Project/Area Number |
01850068
|
Research Category |
Grant-in-Aid for Developmental Scientific Research
|
Allocation Type | Single-year Grants |
Research Field |
電子通信系統工学
|
Research Institution | University of Tsukuba |
Principal Investigator |
ITAHASHI Shuichi Univ. of Tsukuba, Institute of Information Sciences and Electronics, Professor, 電子・情報工学系, 教授 (70151454)
|
Co-Investigator(Kenkyū-buntansha) |
KUREMATSU Akira ATR Interpreting Telephone Research Laboratories, President, 社長
MAKINO Shuzo Tohoku University, Research Center for Applied Information Sciences, Associate P, 応情研センター, 助教授 (00089806)
KOBATAKE Hidefumi Tokyo University of Agriculture and Technology, Faculty of Technology, Professor, 工学部, 教授 (80013720)
SHIRAI Katsuhiko Waseda University, Department of Electrical Engineering, Professor, 理工学部, 教授 (10063702)
FUJISAKI Hiroya Science University of Tokyo, Faculty of Engineering, Professor, 基礎工学部, 教授 (80010776)
|
Project Period (FY) |
1989 – 1991
|
Keywords | CD-ROM / DAT / Japanese / Noise / Speech / Speech corpus / Speech database / Speech processing |
Research Abstract |
Speech material was chosen including photetically ballanced 216 words, 110 monosyllables, 70 short sentences, 11 interrogative sentences, 7 sentences for speech quality measurement, one folk tale, weather forecast sentences and narrative sentences. Speech samples were recorded onto digital audio tapes (DAT) based on the above material with ten male and ten female speakers. Noise sound in a computer room was recorded to investigate influence of noise to speech processing.

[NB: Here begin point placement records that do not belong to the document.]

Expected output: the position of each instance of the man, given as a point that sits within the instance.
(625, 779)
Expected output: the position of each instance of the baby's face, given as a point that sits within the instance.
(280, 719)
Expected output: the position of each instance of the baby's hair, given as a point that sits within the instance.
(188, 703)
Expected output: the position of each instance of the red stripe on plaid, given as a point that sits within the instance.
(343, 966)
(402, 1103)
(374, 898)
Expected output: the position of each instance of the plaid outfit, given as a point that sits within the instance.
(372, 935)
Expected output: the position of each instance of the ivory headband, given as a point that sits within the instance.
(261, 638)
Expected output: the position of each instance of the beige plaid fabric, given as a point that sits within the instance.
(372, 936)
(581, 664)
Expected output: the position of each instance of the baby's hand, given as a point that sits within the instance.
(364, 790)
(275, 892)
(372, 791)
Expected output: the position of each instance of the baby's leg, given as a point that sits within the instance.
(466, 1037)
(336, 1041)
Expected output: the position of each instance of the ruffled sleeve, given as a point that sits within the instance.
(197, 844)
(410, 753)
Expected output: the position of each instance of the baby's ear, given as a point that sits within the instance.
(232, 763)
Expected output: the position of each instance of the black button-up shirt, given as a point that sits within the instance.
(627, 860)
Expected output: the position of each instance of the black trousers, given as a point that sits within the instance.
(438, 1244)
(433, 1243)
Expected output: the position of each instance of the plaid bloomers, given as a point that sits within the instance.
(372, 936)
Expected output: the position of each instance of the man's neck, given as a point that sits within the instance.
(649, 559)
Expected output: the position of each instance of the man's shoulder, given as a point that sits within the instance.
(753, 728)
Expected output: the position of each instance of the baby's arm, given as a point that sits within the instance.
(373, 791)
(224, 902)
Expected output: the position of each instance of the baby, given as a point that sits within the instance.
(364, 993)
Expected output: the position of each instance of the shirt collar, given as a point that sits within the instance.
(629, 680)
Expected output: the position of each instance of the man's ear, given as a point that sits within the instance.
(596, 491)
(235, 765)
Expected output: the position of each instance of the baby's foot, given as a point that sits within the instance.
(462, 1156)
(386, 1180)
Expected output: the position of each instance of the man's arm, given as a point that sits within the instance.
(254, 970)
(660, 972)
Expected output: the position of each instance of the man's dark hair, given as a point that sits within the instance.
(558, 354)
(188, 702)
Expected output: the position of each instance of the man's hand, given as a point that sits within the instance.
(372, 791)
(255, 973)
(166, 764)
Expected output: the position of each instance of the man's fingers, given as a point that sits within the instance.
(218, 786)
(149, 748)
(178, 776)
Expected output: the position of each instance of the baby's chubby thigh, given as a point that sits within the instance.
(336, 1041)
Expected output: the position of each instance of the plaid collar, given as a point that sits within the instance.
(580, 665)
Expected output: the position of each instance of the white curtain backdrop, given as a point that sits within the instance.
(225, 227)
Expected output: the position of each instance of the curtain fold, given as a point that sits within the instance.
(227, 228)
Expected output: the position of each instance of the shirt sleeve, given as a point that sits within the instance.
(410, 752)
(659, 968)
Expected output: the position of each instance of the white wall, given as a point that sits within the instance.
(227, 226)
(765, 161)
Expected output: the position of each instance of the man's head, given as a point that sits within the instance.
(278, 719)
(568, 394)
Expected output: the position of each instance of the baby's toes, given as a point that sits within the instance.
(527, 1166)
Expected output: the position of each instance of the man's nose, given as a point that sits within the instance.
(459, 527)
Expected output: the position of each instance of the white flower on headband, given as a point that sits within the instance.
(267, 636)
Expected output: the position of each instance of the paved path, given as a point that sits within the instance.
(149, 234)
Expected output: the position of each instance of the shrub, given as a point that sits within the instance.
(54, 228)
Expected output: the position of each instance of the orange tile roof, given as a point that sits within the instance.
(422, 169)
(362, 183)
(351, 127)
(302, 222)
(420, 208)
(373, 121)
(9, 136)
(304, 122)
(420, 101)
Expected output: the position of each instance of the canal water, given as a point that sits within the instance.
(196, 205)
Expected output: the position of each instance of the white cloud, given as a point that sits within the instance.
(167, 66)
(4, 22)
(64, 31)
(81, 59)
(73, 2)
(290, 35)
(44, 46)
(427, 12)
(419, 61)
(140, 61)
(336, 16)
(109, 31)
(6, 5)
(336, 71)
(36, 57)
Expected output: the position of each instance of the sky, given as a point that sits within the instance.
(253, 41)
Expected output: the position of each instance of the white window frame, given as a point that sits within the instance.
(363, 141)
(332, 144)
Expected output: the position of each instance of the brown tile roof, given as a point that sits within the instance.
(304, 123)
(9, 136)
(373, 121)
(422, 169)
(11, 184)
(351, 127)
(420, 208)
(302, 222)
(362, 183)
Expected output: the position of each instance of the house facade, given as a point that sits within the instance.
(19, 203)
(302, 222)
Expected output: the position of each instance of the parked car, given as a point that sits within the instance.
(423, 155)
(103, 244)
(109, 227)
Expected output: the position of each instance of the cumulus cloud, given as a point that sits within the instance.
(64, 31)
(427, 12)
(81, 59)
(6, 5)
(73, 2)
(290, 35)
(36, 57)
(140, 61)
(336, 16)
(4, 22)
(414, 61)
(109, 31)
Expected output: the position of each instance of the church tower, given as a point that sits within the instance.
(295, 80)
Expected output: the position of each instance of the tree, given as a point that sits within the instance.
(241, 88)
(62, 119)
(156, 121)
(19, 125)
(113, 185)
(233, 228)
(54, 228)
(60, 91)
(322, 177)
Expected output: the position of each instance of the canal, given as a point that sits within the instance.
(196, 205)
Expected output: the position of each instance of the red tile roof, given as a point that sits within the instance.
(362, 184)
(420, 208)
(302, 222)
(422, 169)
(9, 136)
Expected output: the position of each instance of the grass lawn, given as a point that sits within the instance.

Noise data of two hour duration was recorded onto DAT under 4 conditions of varying numbers and kinds of working machines. Speech data of the 20 speakers mentioned above (4 utterances for each item, 2 hours for each speaker, 40 hours in all) was checked by hearing and those of good speech and recording quality of 12 speakers (6 male and 6 female speakers, 24 hours in all) was selected among them. Master tapes for speech database was produced with start ID's and program numbers assigned to major items so that necessary items can be retrieved easily. Check lists were prepared which describes pronunciation and recording conditions in detail. One utterance of good quality from 4 repetitions was selected for 7 kinds of continuous speech data mentioned above and they were recorded on to CD-ROM. This would be the first attempt to create a CD-ROM speech database of Japanese sentence speech. Then best utterances of 110 monosyllables and phonetically balanced 216 words were also recorded onto CD-ROM. One of the major objectives of speech databases is to utilize them to develop various techniques of speech analysis, synthesis and recognition and to compare and evaluate them. Therefore, several kinds of speech analysis and recognition experiments have been performed. Some methods were proved to be useful for speech/non-speech discrimination and speech recognition under noise environments.
|